Differentiate an equation to find the minimum peak of a variable

[souky101]

Summary:: Differentiate an equation to get the minimum peak

I have this equation:

6.3504 = 23.04 ( 1-141978.24XY)^2 + 141978.24X^2
I want to differentiate it with respect to X to get the minimum peak of Y
.
dy/dx =0
.
See attached file

Thanks for help

[Moderator's note: moved from a technical forum.]

 

[Office_Shredder]

What work have you done to try to solve this? Did you attempt to differentiate the equation?

 

[haruspex]

Homework Statement:: 6.3504 = 23.04 ( 1-141978.24XY)^2 + 141978.24X^2
find the minimum peak of y
Relevant Equations:: I have this equation:
6.3504 = 23.04 ( 1-141978.24XY)^2 + 141978.24X^2

I want to differentiate it with respect to X to get the minimum peak of y
dx/dy=0
see attached photo
.
Thanks for help

differentiate the equation with respect to X to get the minimum peak of y
dx/dy=0

I think you want a local minimum of Y, not a "minimum peak".
And that means dy/dx=0, not dx/dy=0.

For convenience, let's get rid of those numbers and write the equation as
$D= B( 1-Axy)^2 + Cx^2$
So differentiate wrt x. What do you get?

 

[jedishrfu]

Did you try to solve for x ie create a y = f(x) format from there it’s a simple matter to get the dy/dx?

Show your work.

 

[souky101]

Thanks for your reply
.
Yes , we can put it in this form:
D=B(1-Axy)^2 + Ax^2

The graph of this equation depends on the constants D and B - but if we differentiate this equation with respect to x , dy/dx =0 , then the constant D will disappear though the graph depends on it ??
.
See the attached graph

 

[haruspex]

the constant D will disappear

It will come back, trust me.
Do the differentiation and post what you get.

 

[souky101]

D=B(1-Axy)^2 + Ax^2
dy/dx=0

0=2B(1-Axy)(-Ax(dy/dx) -A y(dx/dx)) +2Ax
=2B(1-Axy)(-Ay)+2Ax
=2B-2BAxy(-Ay) +2Ax
=2B+2BA^2xy^2 +2Ax

 

[haruspex]

=2B(1-Axy)(-Ay)+2Ax
=2B-2BAxy(-Ay) +2Ax

Check that step.

 

[souky101]

2B(-Ay)+2BA^2xy^2+2Ax =0

 

[souky101]

2B(-Ay)+2BA^2xy^2+2Ax =0
-By+BAxy^2+x=0

 

[haruspex]

2B(-Ay)+2BA^2xy^2+2Ax =0
-By+BAxy^2+x=0

Ok. You can use that in combination with your original equation, but it is not going to be pretty.

 

[souky101]

This equation is function of x and y
Now how to get the minimum value of y ?
and this equation is independent of the constant D though the plotted graph shape depends on the constant D ?.

 

[haruspex]

This equation is function of x and y
Now how to get the minimum value of y ?
and this equation is independent of the constant D though the plotted graph shape depends on the constant D ?.

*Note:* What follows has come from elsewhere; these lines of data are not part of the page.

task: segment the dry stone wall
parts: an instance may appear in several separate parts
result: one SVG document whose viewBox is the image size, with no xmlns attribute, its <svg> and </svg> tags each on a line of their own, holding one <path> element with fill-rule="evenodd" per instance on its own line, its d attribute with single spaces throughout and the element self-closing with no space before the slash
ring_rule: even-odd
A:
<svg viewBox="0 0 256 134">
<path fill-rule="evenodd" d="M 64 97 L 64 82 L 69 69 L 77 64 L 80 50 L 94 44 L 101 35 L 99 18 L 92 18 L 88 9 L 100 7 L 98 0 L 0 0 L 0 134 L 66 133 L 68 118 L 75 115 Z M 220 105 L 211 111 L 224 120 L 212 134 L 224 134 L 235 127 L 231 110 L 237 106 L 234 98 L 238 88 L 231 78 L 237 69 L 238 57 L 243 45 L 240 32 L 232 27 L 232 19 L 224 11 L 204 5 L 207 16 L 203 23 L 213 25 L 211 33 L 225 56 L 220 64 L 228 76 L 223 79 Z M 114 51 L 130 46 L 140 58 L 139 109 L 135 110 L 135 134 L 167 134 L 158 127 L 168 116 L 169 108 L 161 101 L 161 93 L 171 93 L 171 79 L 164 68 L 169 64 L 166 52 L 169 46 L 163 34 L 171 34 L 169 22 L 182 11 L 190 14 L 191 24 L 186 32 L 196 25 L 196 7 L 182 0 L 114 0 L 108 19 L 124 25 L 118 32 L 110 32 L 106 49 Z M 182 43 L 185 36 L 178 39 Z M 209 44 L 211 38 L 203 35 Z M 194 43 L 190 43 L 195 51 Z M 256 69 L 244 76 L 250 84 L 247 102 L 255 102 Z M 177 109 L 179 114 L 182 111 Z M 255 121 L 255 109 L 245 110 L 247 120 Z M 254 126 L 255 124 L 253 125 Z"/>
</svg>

As I posted, combine it with your original equation. Use the equation in post#13 to eliminate x from the equation in post #6.
You should end up with a quadratic in y².

 

[souky101]

Thanks for your help - I will try
.
Thanks again

 

[souky101]

May I ask you what the name of the text editor you are using to write mathematical equations ?
.
Thanks for help

 

[haruspex]

May I ask you what the name of the text editor you are using to write mathematical equations ?
.
Thanks for help

LaTeX.
Click the LaTeX Guide button just below the text entry window.

 

[souky101]

.
I did the substitution but the resultant equation still contains the two variables x and y

D=B(1-Axy)^2 +Ax^2 ... (1)
-By+ABxy^2 +x =0 .....(2)

Substitute (2) in (1) :
(1-Axy) = x/By

D=B(x/By)^2 + Ax^2
.
This equation is still function of 2 variables x and y !

 

[haruspex]

.
I did the substitution but the resultant equation still contains the two variables x and y

D=B(1-Axy)^2 +Ax^2 ... (1)
-By+ABxy^2 +x =0 .....(2)

Substitute (2) in (1) :
(1-Axy) = x/By

D=B(x/By)^2 + Ax^2
.
This equation is still function of 2 variables x and y !

I didn't think I would need to explain that you first have to get eqn 2 into the form x=f(y).